There was the Center Party, that could not contain the egos of Itzik Mordechai and Amnon Lipkin-Shahak; Shinui, that split following a fight between Avraham Poraz and Ron Leventhal; and Kadima, whose comical spats between Tzipi Livni and Shaul Mofaz became part of Israel’s political lore.
Does the same fate await the Blue and White Party of former IDF chiefs Benny Gantz, Moshe Ya’alon and Gabi Ashkenazi and former finance minister Yair Lapid?
Prime Minister Benjamin Netanyahu has people working around the clock to ensure that happens. Labor leader Avi Gabbay has admitted in the past to using social media anonymously to besmirch rivals in his camp. And there are many others on the political map who have an interest in bringing down the new political juggernaut.
Blue and White has managed for the most part to avoid internal political crises since Lapid and Ashkenazi joined two weeks ago. The most problematic headlines for the party at first were about its dearth of female candidates.
Orly Fruman of Ya’alon’s Telem party, who fell from 13th to 31st when Lapid joined, was caught on tape complaining about how the party leaders scrambled to find women to put on the list. The duplication among roles in Yesh Atid and the Israel Resilience Party has led to excess bureaucracy and confusion.
But Blue and White faced its most serious internal challenge thus far on Tuesday night, when the highly rated Channel 12 news led off with a report about statements made by Ashkenazi in 2010 that were revealed from the IDF forgery scandal known as the Harpaz Affair.
Much of the report focused on statements Ashkenazi made about people in the Israeli media who are unknown outside Israel. But one statement stood out.
The report revealed that after Ashkenazi was told in 2010 that his term as IDF chief of staff would not be extended, he told a confidant following a Gantz tour of the North: “He wanted to build his image. He thinks he has a chance [to get the job], the jackass.”
Those who know Ashkenazi say that is a very tame word for him. They say that like many career soldiers, he is a straight shooter who does not normally speak the Queen’s English.
“One word out of context said behind closed doors 10 years ago won’t change relations between the leaders who decided to band together to form Blue and White,” a source in the party said.
But that downplay cannot erase the very serious development that Ashkenazi, who is the glue that holds Blue and White together, called his party’s candidate for prime minister a jackass.
Imagine if Netanyahu was caught using that word about Gideon Sa’ar or the heads of Bayit Yehudi about Itamar Ben-Gvir. Chances are the story would not go away quickly.

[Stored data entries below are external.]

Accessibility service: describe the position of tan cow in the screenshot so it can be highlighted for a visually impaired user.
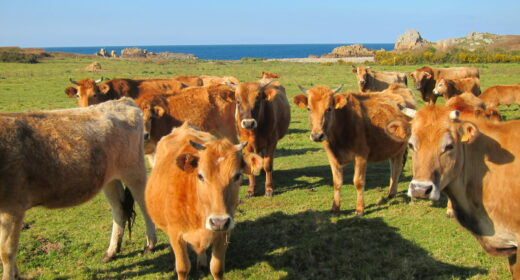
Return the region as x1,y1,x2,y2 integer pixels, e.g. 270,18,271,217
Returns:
403,104,520,278
65,77,187,107
172,75,203,86
200,75,240,87
228,79,291,197
352,66,407,93
433,77,481,100
145,123,262,280
0,98,156,280
293,86,409,214
408,66,480,104
381,83,417,109
479,84,520,108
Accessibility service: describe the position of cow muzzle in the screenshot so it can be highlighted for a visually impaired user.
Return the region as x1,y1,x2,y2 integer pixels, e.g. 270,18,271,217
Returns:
408,180,440,200
433,89,440,95
310,133,326,142
241,119,257,130
206,214,234,231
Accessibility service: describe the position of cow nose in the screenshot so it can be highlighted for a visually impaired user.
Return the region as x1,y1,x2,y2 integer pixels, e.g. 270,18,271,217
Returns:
241,119,257,130
408,181,434,199
144,133,150,140
310,133,325,142
207,215,232,231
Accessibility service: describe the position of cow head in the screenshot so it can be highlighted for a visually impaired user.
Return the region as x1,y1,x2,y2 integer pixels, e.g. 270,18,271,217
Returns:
407,106,479,201
229,80,275,130
136,97,167,143
408,67,433,91
293,85,344,142
352,65,371,91
177,139,263,232
67,78,109,107
433,78,448,96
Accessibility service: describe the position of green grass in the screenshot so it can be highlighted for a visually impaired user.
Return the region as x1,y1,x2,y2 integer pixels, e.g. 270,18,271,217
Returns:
1,57,519,279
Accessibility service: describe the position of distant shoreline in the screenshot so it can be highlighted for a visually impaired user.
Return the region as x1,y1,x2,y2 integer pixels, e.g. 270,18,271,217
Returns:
267,57,374,63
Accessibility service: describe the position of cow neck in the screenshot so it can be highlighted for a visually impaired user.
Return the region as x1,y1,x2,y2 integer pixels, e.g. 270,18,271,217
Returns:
326,94,360,149
445,135,494,237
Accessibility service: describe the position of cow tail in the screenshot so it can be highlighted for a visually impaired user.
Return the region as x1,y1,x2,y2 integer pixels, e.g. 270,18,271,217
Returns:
402,148,408,171
122,186,136,240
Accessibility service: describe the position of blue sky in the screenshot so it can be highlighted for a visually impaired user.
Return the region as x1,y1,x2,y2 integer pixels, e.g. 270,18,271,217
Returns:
1,0,519,47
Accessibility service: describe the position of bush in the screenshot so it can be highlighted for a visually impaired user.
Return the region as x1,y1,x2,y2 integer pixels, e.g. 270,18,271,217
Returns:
0,47,49,63
241,57,266,62
374,48,520,65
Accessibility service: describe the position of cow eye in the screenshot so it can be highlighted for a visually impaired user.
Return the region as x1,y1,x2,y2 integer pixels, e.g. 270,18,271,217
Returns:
75,94,80,99
408,142,415,151
306,107,310,111
443,144,454,153
236,99,241,105
326,107,331,112
233,173,242,182
197,172,204,182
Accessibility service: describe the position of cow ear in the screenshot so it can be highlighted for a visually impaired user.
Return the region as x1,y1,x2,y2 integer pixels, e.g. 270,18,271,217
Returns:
333,95,347,109
176,153,199,172
352,68,357,73
153,105,165,117
264,87,278,101
385,119,411,142
459,122,479,143
292,94,308,108
424,72,432,79
242,153,263,175
65,87,77,98
408,73,414,79
98,84,110,94
219,90,235,102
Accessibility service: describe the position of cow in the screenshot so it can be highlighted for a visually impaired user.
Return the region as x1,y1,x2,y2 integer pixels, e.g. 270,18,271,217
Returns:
293,85,409,214
381,83,417,109
65,77,186,107
433,77,481,100
145,123,263,280
200,75,240,87
479,84,520,108
351,66,407,93
408,66,480,104
172,75,203,86
134,84,238,165
0,98,156,280
446,93,502,123
227,79,290,197
402,104,520,278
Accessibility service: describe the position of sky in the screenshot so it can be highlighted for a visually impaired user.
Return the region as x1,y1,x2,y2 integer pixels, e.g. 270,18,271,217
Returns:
1,0,519,47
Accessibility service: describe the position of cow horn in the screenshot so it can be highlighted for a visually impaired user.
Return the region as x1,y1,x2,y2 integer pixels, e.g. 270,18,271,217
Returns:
332,84,344,93
298,85,308,94
235,141,248,151
399,104,416,118
189,140,206,151
69,78,79,85
351,65,356,69
94,77,103,83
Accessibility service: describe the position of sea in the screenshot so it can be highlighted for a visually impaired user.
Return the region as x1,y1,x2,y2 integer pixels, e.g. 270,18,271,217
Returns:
44,43,394,60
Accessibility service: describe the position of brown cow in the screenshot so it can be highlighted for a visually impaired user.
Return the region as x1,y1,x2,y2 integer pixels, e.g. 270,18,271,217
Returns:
65,78,186,107
479,84,520,108
408,66,479,104
228,79,291,197
293,86,409,214
381,83,417,109
145,123,262,280
352,66,407,93
134,84,238,163
200,75,240,87
172,75,203,86
0,98,156,280
403,104,520,278
433,77,481,100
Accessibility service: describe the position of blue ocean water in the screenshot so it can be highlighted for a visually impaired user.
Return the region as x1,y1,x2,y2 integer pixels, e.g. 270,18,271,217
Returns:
44,44,394,60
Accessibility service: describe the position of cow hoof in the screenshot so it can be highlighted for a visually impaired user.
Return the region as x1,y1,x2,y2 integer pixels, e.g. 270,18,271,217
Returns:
101,253,115,263
446,210,455,218
264,192,273,198
142,245,154,255
331,204,340,215
245,192,254,198
377,197,388,205
355,210,364,216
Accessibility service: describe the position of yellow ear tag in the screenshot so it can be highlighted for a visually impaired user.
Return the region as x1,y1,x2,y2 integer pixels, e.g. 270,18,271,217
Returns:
226,97,233,102
461,134,470,142
298,103,306,108
334,103,341,109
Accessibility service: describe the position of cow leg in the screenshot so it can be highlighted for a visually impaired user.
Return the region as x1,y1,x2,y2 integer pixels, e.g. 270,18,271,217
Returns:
325,149,344,214
196,251,208,270
210,233,228,280
122,173,157,254
102,180,126,262
0,211,24,280
353,156,367,215
446,198,455,218
509,252,520,279
245,175,256,198
388,150,405,198
263,146,276,197
170,235,190,280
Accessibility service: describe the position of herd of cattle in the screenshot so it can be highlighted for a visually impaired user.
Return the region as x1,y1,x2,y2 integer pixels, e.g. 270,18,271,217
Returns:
1,66,520,279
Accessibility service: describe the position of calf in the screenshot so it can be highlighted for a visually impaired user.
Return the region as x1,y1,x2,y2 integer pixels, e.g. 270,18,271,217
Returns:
404,104,520,279
352,66,407,93
228,79,291,197
479,84,520,108
293,86,409,214
0,98,156,280
145,123,262,280
408,66,479,104
433,77,481,100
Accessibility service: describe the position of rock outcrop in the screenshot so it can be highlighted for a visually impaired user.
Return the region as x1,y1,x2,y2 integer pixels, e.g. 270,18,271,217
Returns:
120,47,197,59
394,30,432,51
316,44,375,58
436,32,500,51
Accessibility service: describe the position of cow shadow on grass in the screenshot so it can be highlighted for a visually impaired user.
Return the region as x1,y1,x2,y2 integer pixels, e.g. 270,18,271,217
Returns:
225,211,485,279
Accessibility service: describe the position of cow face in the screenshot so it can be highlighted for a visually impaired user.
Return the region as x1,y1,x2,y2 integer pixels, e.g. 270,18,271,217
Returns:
138,99,166,141
67,78,108,107
232,81,273,130
407,107,478,201
294,85,343,142
433,78,447,96
352,66,371,91
408,68,432,91
177,140,262,232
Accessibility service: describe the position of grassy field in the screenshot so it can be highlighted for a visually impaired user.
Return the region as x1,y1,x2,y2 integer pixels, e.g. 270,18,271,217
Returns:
0,57,520,279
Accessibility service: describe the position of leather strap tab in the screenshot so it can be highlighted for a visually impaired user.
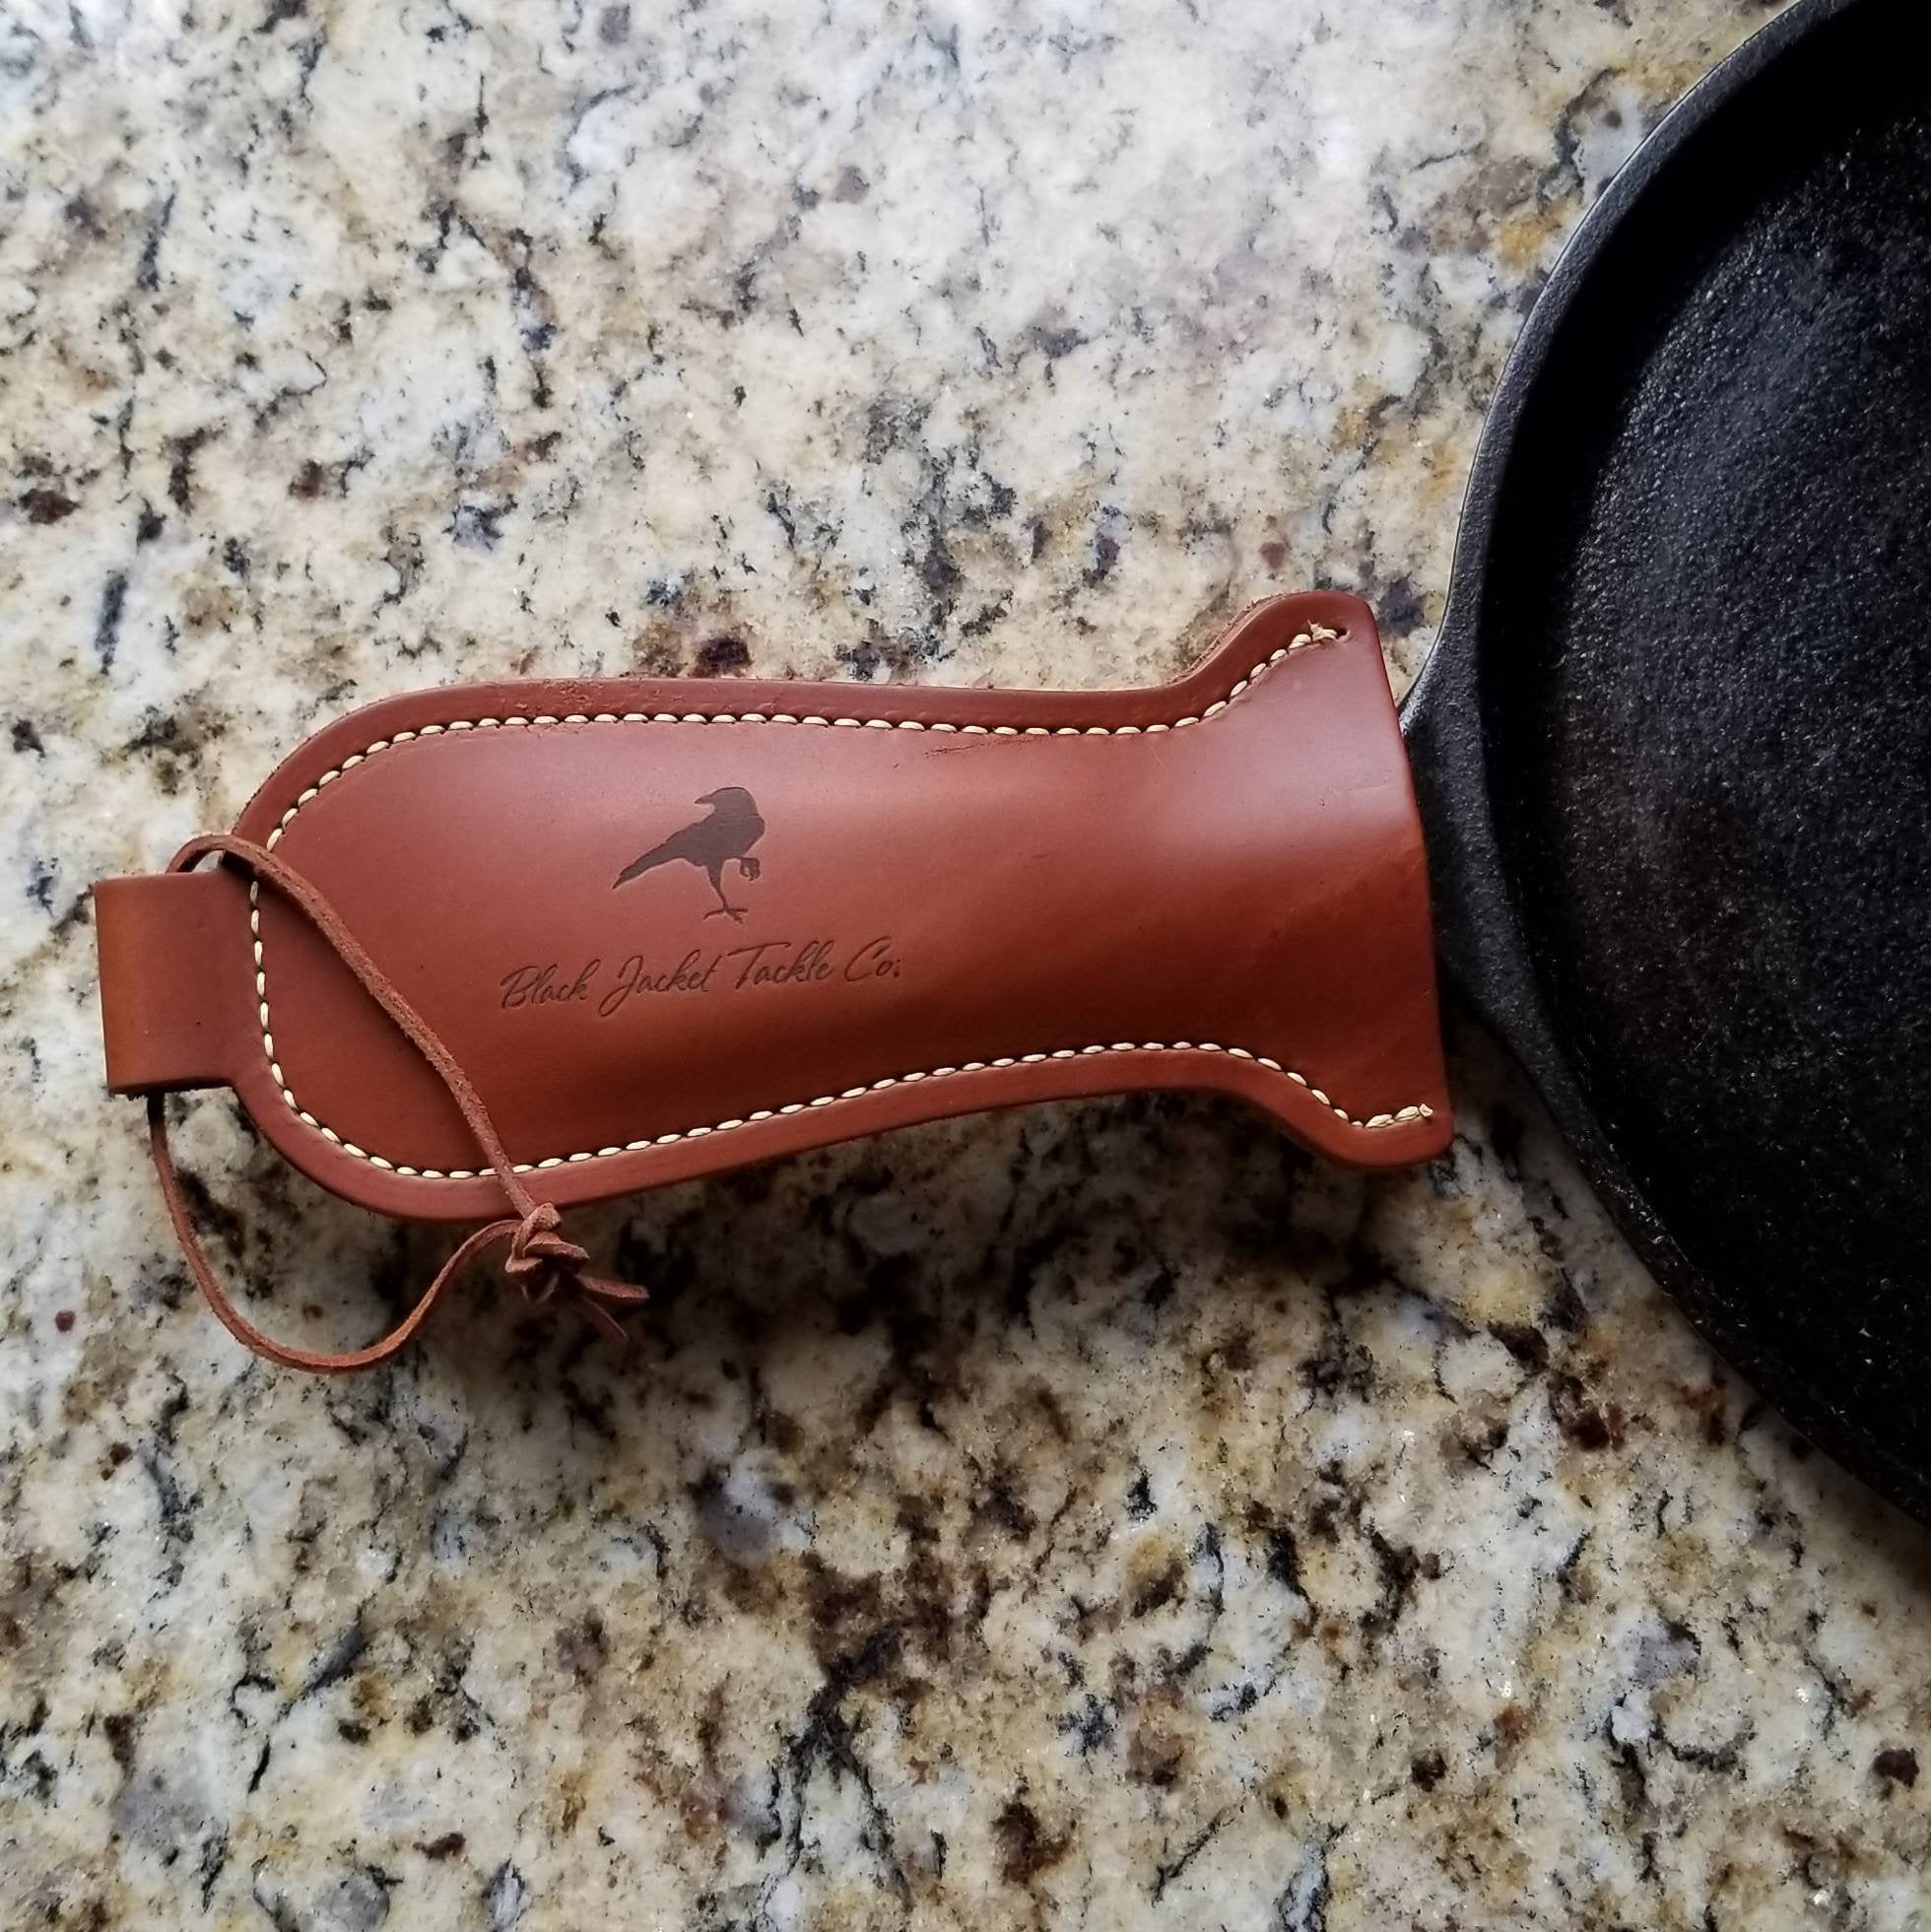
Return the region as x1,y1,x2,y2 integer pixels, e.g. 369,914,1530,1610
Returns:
96,869,254,1096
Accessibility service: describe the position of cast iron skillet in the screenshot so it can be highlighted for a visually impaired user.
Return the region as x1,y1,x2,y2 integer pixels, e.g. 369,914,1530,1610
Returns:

If no more skeletons in Ashkenazi’s closet are revealed, no one will remember on April 10 that one former general called another names. But if there is a treasure trove of recordings of Ashkenazi ahead of the election, it can do Blue and White significant harm, especially if they are much more recent than nine years ago.
How the heads of the party handle themselves in the final five weeks of the campaign will decide whether Blue and White will emerge from the election battle black and blue or distance itself from the centrist parties of the past.